Infrastructure Requirements
The efficient training process still requires substantial resources (64 MI300X GPUs), which may be prohibitive for some organizations despite being more efficient than alternative approaches.
Future Directions
The rStar2-Agent approach opens several promising directions for future research:
Extension to Other Domains
Applying similar agentic reinforcement learning techniques to other domains beyond mathematics, such as scientific reasoning, code generation, or logical deduction.
Multi-Tool Environments
Expanding beyond Python coding tools to incorporate diverse tools and environments that could provide different types of feedback and capabilities.
Efficiency Improvements
Further optimizing the training process to reduce computational requirements while maintaining or improving performance.
Conclusion
rStar2-Agent represents a significant advancement in efficient reasoning for large language models. By combining innovative agentic reinforcement learning algorithms (GRPO-RoC), scalable infrastructure, and efficient training recipes, the approach demonstrates that smaller models can achieve frontier-level performance through smarter training methodologies rather than mere scale expansion.

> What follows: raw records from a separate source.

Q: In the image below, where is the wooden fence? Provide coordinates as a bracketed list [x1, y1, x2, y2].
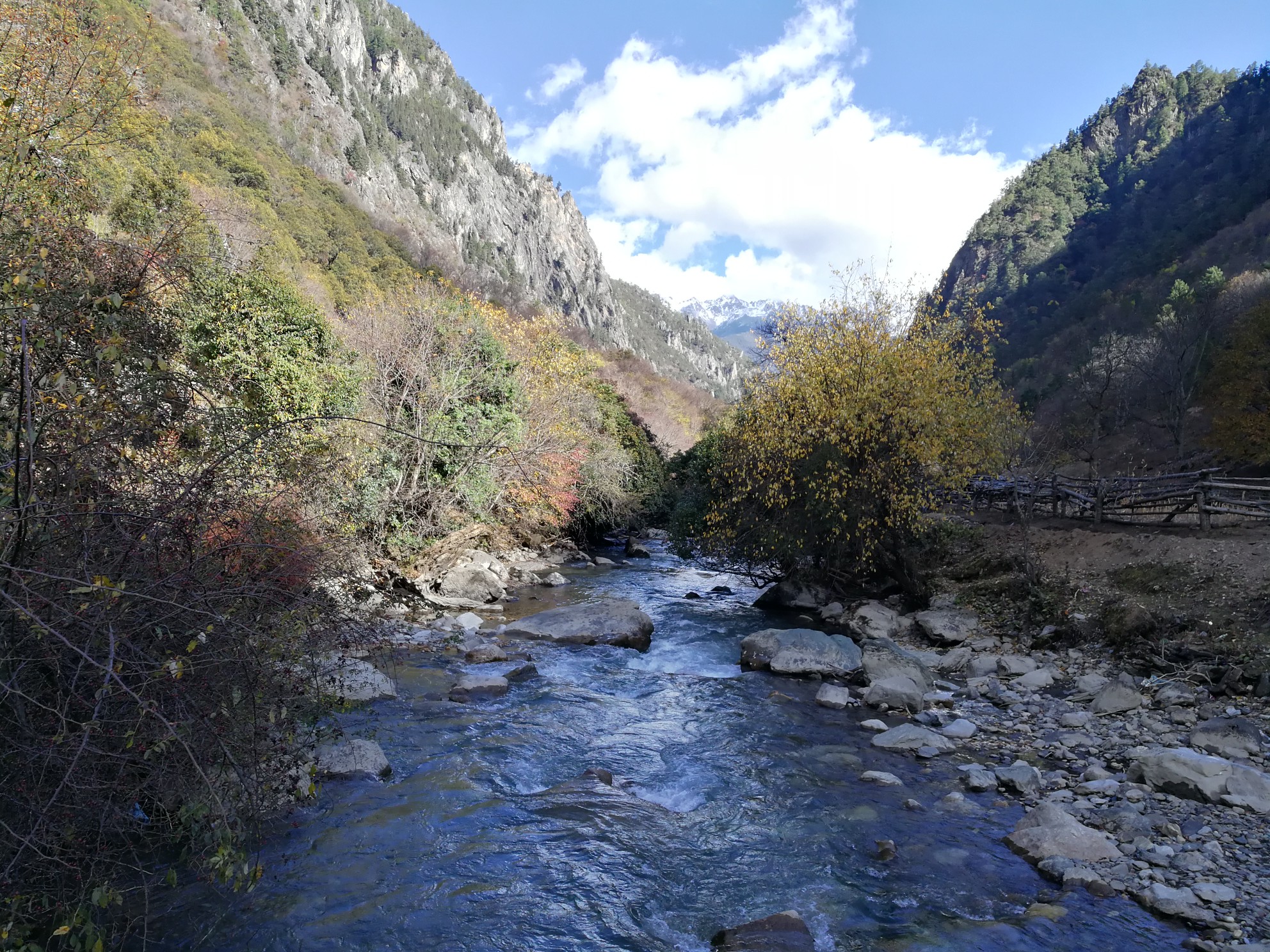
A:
[954, 470, 1270, 529]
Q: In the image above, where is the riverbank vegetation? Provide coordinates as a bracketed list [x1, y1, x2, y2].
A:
[0, 0, 662, 952]
[673, 274, 1022, 591]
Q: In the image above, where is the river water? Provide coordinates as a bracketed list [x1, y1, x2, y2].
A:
[157, 543, 1185, 952]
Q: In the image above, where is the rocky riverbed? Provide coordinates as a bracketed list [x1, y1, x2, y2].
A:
[156, 542, 1264, 952]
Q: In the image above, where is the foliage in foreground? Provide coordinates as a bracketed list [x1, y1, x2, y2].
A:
[0, 0, 661, 952]
[675, 277, 1020, 594]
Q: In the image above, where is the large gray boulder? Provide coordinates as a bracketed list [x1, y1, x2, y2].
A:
[864, 674, 926, 713]
[1191, 717, 1261, 758]
[860, 639, 935, 693]
[871, 724, 956, 753]
[847, 601, 913, 639]
[314, 738, 392, 779]
[741, 628, 860, 676]
[913, 608, 979, 645]
[710, 909, 816, 952]
[503, 598, 653, 651]
[437, 562, 507, 603]
[1128, 748, 1270, 814]
[1006, 802, 1124, 863]
[754, 579, 832, 608]
[318, 654, 396, 703]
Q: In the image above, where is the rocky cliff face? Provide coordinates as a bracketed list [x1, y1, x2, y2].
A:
[154, 0, 743, 392]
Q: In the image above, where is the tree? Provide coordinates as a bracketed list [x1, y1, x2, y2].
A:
[698, 274, 1020, 588]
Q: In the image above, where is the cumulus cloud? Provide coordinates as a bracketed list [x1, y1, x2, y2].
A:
[524, 58, 587, 103]
[515, 3, 1015, 302]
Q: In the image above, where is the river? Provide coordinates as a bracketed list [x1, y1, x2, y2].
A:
[152, 541, 1186, 952]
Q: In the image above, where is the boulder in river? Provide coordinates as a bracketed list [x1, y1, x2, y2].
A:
[741, 628, 860, 676]
[816, 684, 858, 711]
[754, 579, 832, 608]
[710, 909, 816, 952]
[318, 654, 396, 703]
[437, 562, 507, 601]
[872, 724, 956, 753]
[1006, 802, 1124, 863]
[913, 608, 979, 645]
[1191, 717, 1261, 758]
[315, 738, 392, 779]
[503, 598, 653, 651]
[865, 674, 926, 713]
[449, 674, 508, 704]
[860, 639, 935, 693]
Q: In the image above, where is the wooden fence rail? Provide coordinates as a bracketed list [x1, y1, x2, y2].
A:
[950, 470, 1270, 529]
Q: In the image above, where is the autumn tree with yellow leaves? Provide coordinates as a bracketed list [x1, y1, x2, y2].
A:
[695, 273, 1021, 588]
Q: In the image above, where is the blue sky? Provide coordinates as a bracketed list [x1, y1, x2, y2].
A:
[403, 0, 1270, 301]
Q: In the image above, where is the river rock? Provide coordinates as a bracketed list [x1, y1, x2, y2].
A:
[449, 674, 508, 704]
[816, 684, 856, 711]
[864, 675, 926, 713]
[872, 724, 956, 753]
[1006, 802, 1123, 863]
[1134, 882, 1213, 924]
[997, 655, 1040, 678]
[1012, 668, 1054, 690]
[1089, 681, 1146, 713]
[318, 655, 396, 703]
[1191, 717, 1261, 758]
[933, 647, 974, 674]
[754, 579, 832, 608]
[463, 641, 507, 664]
[437, 562, 507, 601]
[940, 717, 979, 740]
[314, 738, 392, 779]
[849, 601, 912, 639]
[860, 639, 935, 694]
[710, 909, 816, 952]
[860, 770, 904, 787]
[992, 760, 1041, 802]
[913, 608, 979, 645]
[504, 598, 653, 651]
[741, 628, 860, 676]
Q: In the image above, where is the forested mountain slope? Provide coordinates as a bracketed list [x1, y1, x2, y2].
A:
[152, 0, 741, 393]
[940, 63, 1270, 472]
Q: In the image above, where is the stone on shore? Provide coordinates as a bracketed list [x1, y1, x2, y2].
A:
[872, 724, 956, 753]
[1089, 680, 1146, 713]
[741, 628, 860, 676]
[449, 674, 508, 704]
[816, 684, 856, 711]
[710, 909, 816, 952]
[315, 738, 392, 779]
[504, 598, 653, 651]
[848, 601, 912, 639]
[864, 675, 926, 713]
[1006, 802, 1124, 863]
[318, 655, 396, 703]
[860, 639, 935, 694]
[1191, 717, 1261, 759]
[913, 608, 979, 645]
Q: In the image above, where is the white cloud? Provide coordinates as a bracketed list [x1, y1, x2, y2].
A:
[516, 1, 1015, 301]
[524, 58, 587, 103]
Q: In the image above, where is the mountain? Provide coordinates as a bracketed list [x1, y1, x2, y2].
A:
[679, 294, 781, 356]
[154, 0, 742, 396]
[937, 58, 1270, 464]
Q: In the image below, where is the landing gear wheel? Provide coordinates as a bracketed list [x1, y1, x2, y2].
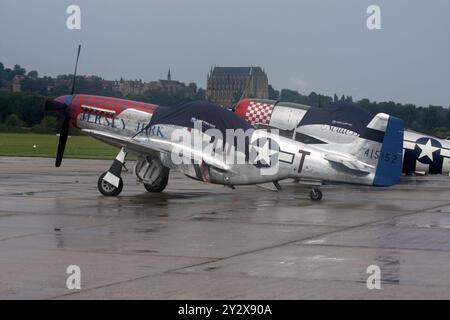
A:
[144, 170, 169, 192]
[309, 188, 322, 201]
[97, 172, 123, 197]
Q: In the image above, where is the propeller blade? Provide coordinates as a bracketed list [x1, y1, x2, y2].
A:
[70, 44, 81, 95]
[45, 100, 67, 111]
[55, 117, 70, 167]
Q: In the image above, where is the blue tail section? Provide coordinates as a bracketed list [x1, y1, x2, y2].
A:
[373, 116, 405, 187]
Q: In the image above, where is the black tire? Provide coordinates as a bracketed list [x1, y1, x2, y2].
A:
[97, 172, 123, 197]
[144, 169, 169, 192]
[309, 188, 322, 201]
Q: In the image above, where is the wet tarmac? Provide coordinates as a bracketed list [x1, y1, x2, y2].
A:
[0, 157, 450, 299]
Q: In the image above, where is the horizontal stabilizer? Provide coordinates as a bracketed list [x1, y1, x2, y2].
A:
[325, 153, 375, 173]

The model’s strong mathematical reasoning capabilities, efficient use of tokens, and generalization to other domains highlight the potential of agentic reinforcement learning to develop more capable and efficient AI systems. As research in this area continues, we can expect to see further improvements in reasoning capabilities across diverse domains and applications.
For researchers and practitioners, rStar2-Agent provides both a proven methodology and open-source implementation to build upon, accelerating progress toward more intelligent and efficient AI systems that can reason effectively while managing computational resources responsibly.